Son raras las vistas de Valencia desde otra posición. Desde los grabados de François Ligier para Alejandro Laborde a principios del siglo XIX, las espectaculares vistas de Alfred Guedson a mediados de ese siglo, a las extraordinarias fotografías de Jean Laurent en el último tercio del siglo XIX. De entre los pintores si tuviera que quedarme con una obra, sin duda elegiría alguna pequeña tablilla de Ignacio Pinazo que tiene como protagonista alguno de los puentes con la ciudad antigua al fondo.
Se trata de una obra en piedra tallada impresionante, y más en la época en que se llevó a cabo, si sumamos a ello la edificación de los cinco puentes históricos. Los pretiles del río ya fueron fabricados previendo grandes avenidas, aunque en un buen número de casos sus muros no fueron suficientes. Se levantan a lo largo de siete kilómetros en el lado más largo, el margen derecho. Se llevó a cabo por la "Junta de Murs i Valls" desde 1592 y hasta 1596. A esta Junta le sucede 1606 y 1674 la "Fàbrica Nova del Riu". En 1729 finalizaron.
La piedra es el elemento unificador del cauce: adornos, bancos en piedra, lápidas. Uno de los elementos menos conocidos es una gran lápida mármol de época romana que se encuentra junto a uno de los petriles a la altura del puente de Campanar. Fue hallada a mediados del siglo XVIII y está dedicada a la diosa Isis por una cofradía de esclavos de aquel momento. Parece que estaba de moda la adoración de la diosa egipcia, así que este grupo de esclavos de Valentia sufragó este pequeño monumento “Sodalicium vernarum colentes Isid” (El colegio de los vernas de los adoradores de Isis). La inscripción es hoy difícilmente legible y viene acompañada por otra del siglo XVIII por la que tengo especial devoción “Detente, amador de las antigüedades…”. Pocos son, no obstante los que le hacen caso. Siguiendo con la piedra, existen lugares cuyo nombre se nos hace tan familiar que nos despreocupamos por saber de qué traen causa. No todos sabrán que la Petxina que da nombre al paseo existe junto a la margen derecha hace referencia precisamente una gran pechina ejecutada en piedra tallada, que se encuentra en el lecho a la altura de la Casa de la Caridad, afortunadamente protegida con una valla.

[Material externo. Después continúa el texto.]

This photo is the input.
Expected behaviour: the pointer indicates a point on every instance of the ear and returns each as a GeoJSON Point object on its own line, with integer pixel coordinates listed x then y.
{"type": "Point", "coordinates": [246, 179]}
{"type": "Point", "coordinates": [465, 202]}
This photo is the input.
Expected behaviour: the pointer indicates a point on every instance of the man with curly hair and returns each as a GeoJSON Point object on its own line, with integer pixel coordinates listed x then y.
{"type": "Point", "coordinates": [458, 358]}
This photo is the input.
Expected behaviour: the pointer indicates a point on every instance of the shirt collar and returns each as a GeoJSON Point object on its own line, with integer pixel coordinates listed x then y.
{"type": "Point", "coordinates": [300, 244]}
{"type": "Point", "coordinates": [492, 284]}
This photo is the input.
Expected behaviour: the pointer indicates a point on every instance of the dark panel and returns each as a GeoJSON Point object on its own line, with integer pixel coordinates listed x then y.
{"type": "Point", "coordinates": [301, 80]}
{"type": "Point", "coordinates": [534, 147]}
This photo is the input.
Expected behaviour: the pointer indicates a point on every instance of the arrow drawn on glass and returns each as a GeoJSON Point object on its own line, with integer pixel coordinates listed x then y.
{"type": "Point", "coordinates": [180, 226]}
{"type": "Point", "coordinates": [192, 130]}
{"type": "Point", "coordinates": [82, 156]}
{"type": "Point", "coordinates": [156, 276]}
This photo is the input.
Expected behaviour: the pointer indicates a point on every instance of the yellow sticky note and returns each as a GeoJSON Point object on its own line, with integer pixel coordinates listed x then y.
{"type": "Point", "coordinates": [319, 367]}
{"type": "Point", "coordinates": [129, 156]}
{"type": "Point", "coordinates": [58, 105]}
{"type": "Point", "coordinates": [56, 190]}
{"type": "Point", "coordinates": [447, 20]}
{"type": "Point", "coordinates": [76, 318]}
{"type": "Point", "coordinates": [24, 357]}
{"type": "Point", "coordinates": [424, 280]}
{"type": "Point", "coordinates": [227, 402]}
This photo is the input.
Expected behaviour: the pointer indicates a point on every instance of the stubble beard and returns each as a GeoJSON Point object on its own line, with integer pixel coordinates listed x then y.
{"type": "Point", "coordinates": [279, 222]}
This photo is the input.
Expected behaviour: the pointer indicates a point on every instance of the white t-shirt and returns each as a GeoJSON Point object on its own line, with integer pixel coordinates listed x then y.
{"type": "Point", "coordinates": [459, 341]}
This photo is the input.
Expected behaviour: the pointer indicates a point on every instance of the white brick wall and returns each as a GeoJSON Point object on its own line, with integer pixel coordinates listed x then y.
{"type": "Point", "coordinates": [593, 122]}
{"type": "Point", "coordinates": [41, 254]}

Habla el historiador Josep Vicent Boira, de una obra espectacular cuando se refiere a los puentes históricos de Valencia, pero el problema es que han dejado de cumplir buena parte de su función. Hoy en día únicamente conectan los dos lados del antiguo cauce, pero las aguas no cortan sus tajamares. Bueno, en parte es cierto, puesto que si bien es cierto que el agua ya no discurre no es baladí que sus ojos permitan la continuidad de un jardín de varios quilómetros de longitud, y de los miles de usuarios de este. Desde el inicio junto al parque de cabecera y su desembocadura en los astilleros son un total de 19 puentes y hablar de todos da para un libro. No hay ninguna ciudad en España que se acerque a esa cifra (Zaragoza o Sevilla no pasan de 10). De estos cinco pueden considerarse históricos: San José, Serranos, La Trinidad , Puente del Real y Puente del mar. Tampoco la cantidad de puentes históricos construidos entre los siglos XV y XVII tiene parangón entre las ciudades españolas. Cada uno con sus peculiaridades: el de Serranos enfrenta majestuosamente con las torres que le dan nombre, los del Real y del Mar presentan sendos pares de casalicios con sus respectivas imágenes, el de la Trinidad con sus magníficas esculturas en elegantes contrapostos de Ponzanelli y el de de San José con sus bóvedas escarzanas y la imagen de San José obra de Octavio Vicent, sufragada por los falleros de la ciudad en 1951.